If Corvese is representing his constituency or if he’s way too conservative for his district or if he’s not conservative enough, that’s not really something we can tell. There simply isn’t enough data for us to really glean that. It’s possible though that Corvese should’ve been removed by a more moderate Democrat a long time ago; his district was narrowly carried by both Clinton and Raimondo it the two-party share of the vote, and Biden won it by a stronger margin in 2020. None has appeared, in part because we lean on narratives like the one Coyne-McCoy is repeating to make sense of complex things like why our election rules favor incumbents.

To say Corvese is representing his constituency, I think, elides the reality that in Rhode Island, we have very little competition for seats, either intraparty competition or interparty competition. There’s nothing that holds Corvese and his colleagues to account to their constituents but elections. But for dozens of General Assembly members (conservative, progressive, or moderate alike) they never face this critical test.

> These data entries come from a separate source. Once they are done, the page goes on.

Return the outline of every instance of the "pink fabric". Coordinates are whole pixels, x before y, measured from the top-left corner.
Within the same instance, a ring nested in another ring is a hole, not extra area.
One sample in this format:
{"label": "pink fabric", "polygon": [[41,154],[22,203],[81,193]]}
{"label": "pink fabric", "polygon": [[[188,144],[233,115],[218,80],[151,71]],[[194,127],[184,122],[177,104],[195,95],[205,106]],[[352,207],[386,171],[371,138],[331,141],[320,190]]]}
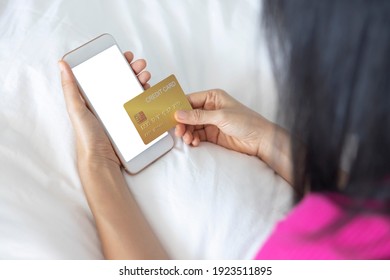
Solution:
{"label": "pink fabric", "polygon": [[[255,258],[390,259],[390,217],[372,212],[351,218],[341,207],[345,203],[348,199],[340,195],[307,195]],[[335,222],[340,227],[330,228]]]}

Elections are the best tool we have to oust incumbents who have outlived their usefulness to their constituents. Everything else falls short of this. But too many voters in Rhode Island never get the option to vote for someone else. Incumbents, especially incumbents like Corvese who (ten times out of eleven) never have an election, should not be said to be representing their constituents if they never have to face those constituents. The constituents of House District 55 could totally be in support of minimum wage increases and addressing climate change, but Corvese opposed both (he did vote in favor of ending housing discrimination based on source of income).

I think there’s a strong case to be made that the gains of progressive candidates and progressive policy in Rhode Island are proof that the state’s Democratic Party has either drifted (or perhaps, remained) too far to the right. Lenny Cioe’s narrow defeat against Senate President Ruggerio shows there’s a sizable faction of Democrats, even in districts thought to be too conservative, for progressive policy and politicians.

I think Ed FitzPatrick hit it on the head with this question. The fear from progressives, justifiable or not, is that as Coyne-McCoy goes about her remit to modernize the Democratic Party, she will hand incumbents who no longer represent their constituents better tools than they had before. That for all her progressive credentials, she will end up strengthening the least-progressive faction in the party, and put more hurdles in the way of those who want to bring the Rhode Island Democratic Party in line with the values of the United States Democratic Party.

This may be unfair, but Coyne-McCoy should recognize a lot of damage has been done up to now to harm trust within the party. The left wing of the Party has heard a lot of this before, often just before Party leadership moves to crush them. Coyne-McCoy says she does not see eye-to-eye with Corvese on anything, but when she talks about the big tent, she sounds an awful lot like him. And if you’re progressive, that really should give you pause.